No direito das obrigações, um dos temas de maior relevância, na prática, diz respeito às garantias. Todos que celebram contratos almejam vê-los cumpridos. É para isso que os contratos são feitos. Mas a inadimplência, apesar de não ser o desejado, é uma realidade inescondível, ainda mais nos dias de hoje, com toda dificuldade econômica que o País atravessa.

Assim sendo, não é de se estranhar a exigência, do credor, de uma garantia de que a obrigação será cumprida. Essa garantia pode ser real ou fidejussória. E dentre as fidejussórias, a fiança é a que tem maior destaque.

Daí a razão desse pequeno ensaio que, longe de que pretender encerrar questão, apenas traça apontamentos sobre o tema, procurando ajudar a fomentar o debate.

A fiança é um instituto do direito civil, muito utilizado no dia a dia, estando prevista nos art. 818 a 839 do Código Civil e aplicada, especialmente, nos contratos de locação de imóveis urbanos.

 

I. DEFINIÇÃO, CONCEITO E NATUREZA.

A definição de fiança é dada pelo CC, art. 818: pelo contrato de fiança, uma pessoa garante satisfazer ao credor uma obrigação assumida pelo devedor, caso este não a cumpra.

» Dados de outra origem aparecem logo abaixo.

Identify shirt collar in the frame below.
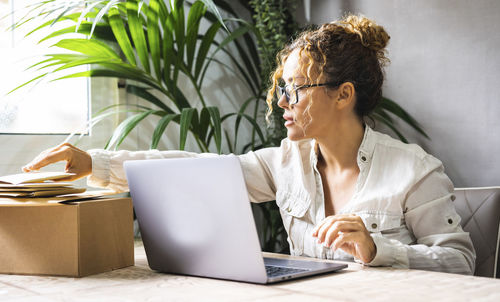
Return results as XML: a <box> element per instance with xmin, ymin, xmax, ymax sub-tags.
<box><xmin>357</xmin><ymin>125</ymin><xmax>375</xmax><ymax>168</ymax></box>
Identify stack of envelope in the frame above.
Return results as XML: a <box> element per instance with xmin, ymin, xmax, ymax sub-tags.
<box><xmin>0</xmin><ymin>172</ymin><xmax>86</xmax><ymax>198</ymax></box>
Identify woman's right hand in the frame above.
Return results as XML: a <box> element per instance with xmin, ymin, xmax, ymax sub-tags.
<box><xmin>22</xmin><ymin>143</ymin><xmax>92</xmax><ymax>181</ymax></box>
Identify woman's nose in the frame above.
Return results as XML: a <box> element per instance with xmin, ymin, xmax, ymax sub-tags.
<box><xmin>277</xmin><ymin>92</ymin><xmax>289</xmax><ymax>110</ymax></box>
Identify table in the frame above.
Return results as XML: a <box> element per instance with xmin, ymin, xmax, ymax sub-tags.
<box><xmin>0</xmin><ymin>240</ymin><xmax>499</xmax><ymax>302</ymax></box>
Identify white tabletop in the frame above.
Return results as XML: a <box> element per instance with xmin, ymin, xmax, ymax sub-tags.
<box><xmin>0</xmin><ymin>240</ymin><xmax>499</xmax><ymax>302</ymax></box>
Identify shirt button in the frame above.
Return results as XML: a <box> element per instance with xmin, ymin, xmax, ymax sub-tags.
<box><xmin>451</xmin><ymin>195</ymin><xmax>456</xmax><ymax>201</ymax></box>
<box><xmin>361</xmin><ymin>156</ymin><xmax>367</xmax><ymax>162</ymax></box>
<box><xmin>371</xmin><ymin>223</ymin><xmax>378</xmax><ymax>229</ymax></box>
<box><xmin>287</xmin><ymin>207</ymin><xmax>292</xmax><ymax>213</ymax></box>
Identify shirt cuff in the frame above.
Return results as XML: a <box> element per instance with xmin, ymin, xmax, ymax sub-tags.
<box><xmin>87</xmin><ymin>149</ymin><xmax>111</xmax><ymax>189</ymax></box>
<box><xmin>360</xmin><ymin>233</ymin><xmax>409</xmax><ymax>268</ymax></box>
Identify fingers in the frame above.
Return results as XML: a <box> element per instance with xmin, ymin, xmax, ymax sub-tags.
<box><xmin>23</xmin><ymin>147</ymin><xmax>70</xmax><ymax>172</ymax></box>
<box><xmin>22</xmin><ymin>143</ymin><xmax>92</xmax><ymax>181</ymax></box>
<box><xmin>311</xmin><ymin>214</ymin><xmax>376</xmax><ymax>263</ymax></box>
<box><xmin>22</xmin><ymin>143</ymin><xmax>82</xmax><ymax>172</ymax></box>
<box><xmin>323</xmin><ymin>221</ymin><xmax>361</xmax><ymax>246</ymax></box>
<box><xmin>312</xmin><ymin>214</ymin><xmax>351</xmax><ymax>235</ymax></box>
<box><xmin>330</xmin><ymin>231</ymin><xmax>377</xmax><ymax>263</ymax></box>
<box><xmin>313</xmin><ymin>218</ymin><xmax>335</xmax><ymax>241</ymax></box>
<box><xmin>331</xmin><ymin>232</ymin><xmax>360</xmax><ymax>250</ymax></box>
<box><xmin>312</xmin><ymin>214</ymin><xmax>362</xmax><ymax>240</ymax></box>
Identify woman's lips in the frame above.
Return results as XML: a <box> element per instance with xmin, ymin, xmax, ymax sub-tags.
<box><xmin>283</xmin><ymin>115</ymin><xmax>294</xmax><ymax>127</ymax></box>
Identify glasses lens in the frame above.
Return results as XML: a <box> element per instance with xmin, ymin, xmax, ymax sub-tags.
<box><xmin>288</xmin><ymin>86</ymin><xmax>298</xmax><ymax>105</ymax></box>
<box><xmin>276</xmin><ymin>85</ymin><xmax>289</xmax><ymax>102</ymax></box>
<box><xmin>276</xmin><ymin>86</ymin><xmax>283</xmax><ymax>99</ymax></box>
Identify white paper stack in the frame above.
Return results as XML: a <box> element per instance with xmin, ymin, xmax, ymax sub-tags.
<box><xmin>0</xmin><ymin>172</ymin><xmax>86</xmax><ymax>198</ymax></box>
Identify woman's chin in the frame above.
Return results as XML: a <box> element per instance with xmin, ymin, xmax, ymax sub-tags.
<box><xmin>286</xmin><ymin>127</ymin><xmax>307</xmax><ymax>141</ymax></box>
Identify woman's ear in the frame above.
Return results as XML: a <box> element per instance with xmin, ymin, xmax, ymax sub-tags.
<box><xmin>336</xmin><ymin>82</ymin><xmax>355</xmax><ymax>109</ymax></box>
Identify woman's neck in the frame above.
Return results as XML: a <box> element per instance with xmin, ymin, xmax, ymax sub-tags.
<box><xmin>316</xmin><ymin>119</ymin><xmax>364</xmax><ymax>173</ymax></box>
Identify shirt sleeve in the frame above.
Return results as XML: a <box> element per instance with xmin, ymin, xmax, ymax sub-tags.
<box><xmin>367</xmin><ymin>155</ymin><xmax>476</xmax><ymax>275</ymax></box>
<box><xmin>237</xmin><ymin>147</ymin><xmax>280</xmax><ymax>203</ymax></box>
<box><xmin>87</xmin><ymin>149</ymin><xmax>217</xmax><ymax>192</ymax></box>
<box><xmin>87</xmin><ymin>147</ymin><xmax>280</xmax><ymax>203</ymax></box>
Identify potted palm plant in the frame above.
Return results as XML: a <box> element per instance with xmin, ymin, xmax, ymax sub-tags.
<box><xmin>13</xmin><ymin>0</ymin><xmax>268</xmax><ymax>153</ymax></box>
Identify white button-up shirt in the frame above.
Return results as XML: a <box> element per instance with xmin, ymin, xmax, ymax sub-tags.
<box><xmin>88</xmin><ymin>126</ymin><xmax>475</xmax><ymax>275</ymax></box>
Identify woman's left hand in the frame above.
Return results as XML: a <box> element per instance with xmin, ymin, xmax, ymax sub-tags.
<box><xmin>312</xmin><ymin>214</ymin><xmax>377</xmax><ymax>263</ymax></box>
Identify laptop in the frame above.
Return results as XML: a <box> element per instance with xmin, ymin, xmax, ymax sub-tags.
<box><xmin>124</xmin><ymin>155</ymin><xmax>347</xmax><ymax>284</ymax></box>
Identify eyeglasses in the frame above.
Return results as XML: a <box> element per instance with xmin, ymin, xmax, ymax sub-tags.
<box><xmin>276</xmin><ymin>82</ymin><xmax>342</xmax><ymax>105</ymax></box>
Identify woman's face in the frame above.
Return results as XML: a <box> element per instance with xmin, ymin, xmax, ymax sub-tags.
<box><xmin>278</xmin><ymin>49</ymin><xmax>342</xmax><ymax>141</ymax></box>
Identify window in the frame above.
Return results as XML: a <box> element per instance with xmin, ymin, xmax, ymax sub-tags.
<box><xmin>0</xmin><ymin>0</ymin><xmax>89</xmax><ymax>134</ymax></box>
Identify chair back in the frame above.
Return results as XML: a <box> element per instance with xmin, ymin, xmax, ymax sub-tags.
<box><xmin>453</xmin><ymin>187</ymin><xmax>500</xmax><ymax>278</ymax></box>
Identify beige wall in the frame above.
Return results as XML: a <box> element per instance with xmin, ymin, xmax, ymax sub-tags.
<box><xmin>298</xmin><ymin>0</ymin><xmax>500</xmax><ymax>187</ymax></box>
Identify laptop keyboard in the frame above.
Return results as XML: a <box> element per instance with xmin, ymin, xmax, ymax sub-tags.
<box><xmin>265</xmin><ymin>265</ymin><xmax>309</xmax><ymax>277</ymax></box>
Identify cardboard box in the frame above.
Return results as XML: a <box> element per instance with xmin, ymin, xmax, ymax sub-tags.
<box><xmin>0</xmin><ymin>197</ymin><xmax>134</xmax><ymax>277</ymax></box>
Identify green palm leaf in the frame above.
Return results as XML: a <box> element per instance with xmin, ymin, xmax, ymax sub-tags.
<box><xmin>94</xmin><ymin>103</ymin><xmax>152</xmax><ymax>116</ymax></box>
<box><xmin>200</xmin><ymin>0</ymin><xmax>229</xmax><ymax>32</ymax></box>
<box><xmin>151</xmin><ymin>113</ymin><xmax>178</xmax><ymax>149</ymax></box>
<box><xmin>38</xmin><ymin>23</ymin><xmax>114</xmax><ymax>43</ymax></box>
<box><xmin>54</xmin><ymin>38</ymin><xmax>121</xmax><ymax>59</ymax></box>
<box><xmin>108</xmin><ymin>6</ymin><xmax>137</xmax><ymax>65</ymax></box>
<box><xmin>126</xmin><ymin>0</ymin><xmax>150</xmax><ymax>73</ymax></box>
<box><xmin>89</xmin><ymin>107</ymin><xmax>145</xmax><ymax>138</ymax></box>
<box><xmin>161</xmin><ymin>13</ymin><xmax>175</xmax><ymax>82</ymax></box>
<box><xmin>223</xmin><ymin>129</ymin><xmax>233</xmax><ymax>153</ymax></box>
<box><xmin>179</xmin><ymin>108</ymin><xmax>196</xmax><ymax>150</ymax></box>
<box><xmin>25</xmin><ymin>12</ymin><xmax>82</xmax><ymax>37</ymax></box>
<box><xmin>225</xmin><ymin>17</ymin><xmax>270</xmax><ymax>69</ymax></box>
<box><xmin>186</xmin><ymin>1</ymin><xmax>206</xmax><ymax>72</ymax></box>
<box><xmin>156</xmin><ymin>0</ymin><xmax>169</xmax><ymax>20</ymax></box>
<box><xmin>50</xmin><ymin>3</ymin><xmax>82</xmax><ymax>27</ymax></box>
<box><xmin>198</xmin><ymin>24</ymin><xmax>251</xmax><ymax>87</ymax></box>
<box><xmin>372</xmin><ymin>112</ymin><xmax>409</xmax><ymax>143</ymax></box>
<box><xmin>163</xmin><ymin>80</ymin><xmax>191</xmax><ymax>110</ymax></box>
<box><xmin>207</xmin><ymin>106</ymin><xmax>222</xmax><ymax>154</ymax></box>
<box><xmin>377</xmin><ymin>97</ymin><xmax>430</xmax><ymax>139</ymax></box>
<box><xmin>234</xmin><ymin>113</ymin><xmax>265</xmax><ymax>145</ymax></box>
<box><xmin>232</xmin><ymin>96</ymin><xmax>258</xmax><ymax>151</ymax></box>
<box><xmin>26</xmin><ymin>53</ymin><xmax>94</xmax><ymax>70</ymax></box>
<box><xmin>171</xmin><ymin>0</ymin><xmax>185</xmax><ymax>82</ymax></box>
<box><xmin>126</xmin><ymin>85</ymin><xmax>174</xmax><ymax>113</ymax></box>
<box><xmin>91</xmin><ymin>0</ymin><xmax>121</xmax><ymax>38</ymax></box>
<box><xmin>209</xmin><ymin>57</ymin><xmax>255</xmax><ymax>94</ymax></box>
<box><xmin>194</xmin><ymin>22</ymin><xmax>221</xmax><ymax>78</ymax></box>
<box><xmin>53</xmin><ymin>69</ymin><xmax>162</xmax><ymax>93</ymax></box>
<box><xmin>146</xmin><ymin>0</ymin><xmax>162</xmax><ymax>80</ymax></box>
<box><xmin>76</xmin><ymin>1</ymin><xmax>105</xmax><ymax>32</ymax></box>
<box><xmin>8</xmin><ymin>73</ymin><xmax>48</xmax><ymax>94</ymax></box>
<box><xmin>52</xmin><ymin>57</ymin><xmax>121</xmax><ymax>72</ymax></box>
<box><xmin>197</xmin><ymin>107</ymin><xmax>211</xmax><ymax>143</ymax></box>
<box><xmin>105</xmin><ymin>109</ymin><xmax>158</xmax><ymax>150</ymax></box>
<box><xmin>229</xmin><ymin>37</ymin><xmax>260</xmax><ymax>93</ymax></box>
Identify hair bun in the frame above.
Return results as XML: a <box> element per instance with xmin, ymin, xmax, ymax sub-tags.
<box><xmin>338</xmin><ymin>14</ymin><xmax>390</xmax><ymax>53</ymax></box>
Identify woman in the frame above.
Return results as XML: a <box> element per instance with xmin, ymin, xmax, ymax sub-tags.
<box><xmin>24</xmin><ymin>15</ymin><xmax>475</xmax><ymax>274</ymax></box>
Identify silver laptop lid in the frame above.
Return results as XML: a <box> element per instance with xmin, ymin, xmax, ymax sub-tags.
<box><xmin>124</xmin><ymin>155</ymin><xmax>268</xmax><ymax>283</ymax></box>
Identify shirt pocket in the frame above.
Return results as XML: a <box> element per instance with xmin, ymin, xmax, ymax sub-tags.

A fiança é, pois, um contrato, do qual consta duas partes: o fiador e o afiançado.  Por força desse contrato, uma pessoa – o fiador – garante, com a força do seu próprio patrimônio, o cumprimento da obrigação assumida por outra – o afiançado –. Estabelece-se, dessa forma, a obrigação de uma pessoa e a responsabilidade de outra.

É uma modalidade de garantia contratual acessória, em que alguém, alheio à relação contratual original, se compromete a cumprir a obrigação assumida por outrem, caso este não a cumpra.

A princípio, a fiança é uma obrigação subsidiária, de forma que o fiador só será chamado a cumprir a obrigação depois que o afiançado, demandado, não a cumprir (CC, art. 827), conforme estabelece o CPC, art. 794. Porém, poderá o fiador renunciar a esse benefício (CC, art. 828, I) ou assumir a condição de pagador principal ou de devedor solidário (CC, art. 828, II), desde que o faça expressamente no contrato.

Ainda, temos que se trata de um contrato personalíssimo (intuitu personae), resultante da confiança havida entre fiador e afiançado. Por essa razão, o contrato poderá ser denunciado pelo fiador, com a sua consequente desoneração, quando houver a quebra dessa confiança ou a substituição do devedor principal.

STJ, súmula 268. O fiador que não integrou a relação processual na ação de despejo não responde pela execução do julgado.

STJ, jurisprudência em tese, edição 101. 4) Havendo mais de um locatário, é válida a fiança prestada por um deles em relação aos demais, o que caracteriza fiança recíproca.

STJ, jurisprudência em tese, edição 104. 2) Admite-se a substituição da garantia em dinheiro por outro bem ou por fiança bancária, na fase de execução ou de cumprimento de sentença, em hipóteses excepcionais e desde que não ocasione prejuízo ao exequente.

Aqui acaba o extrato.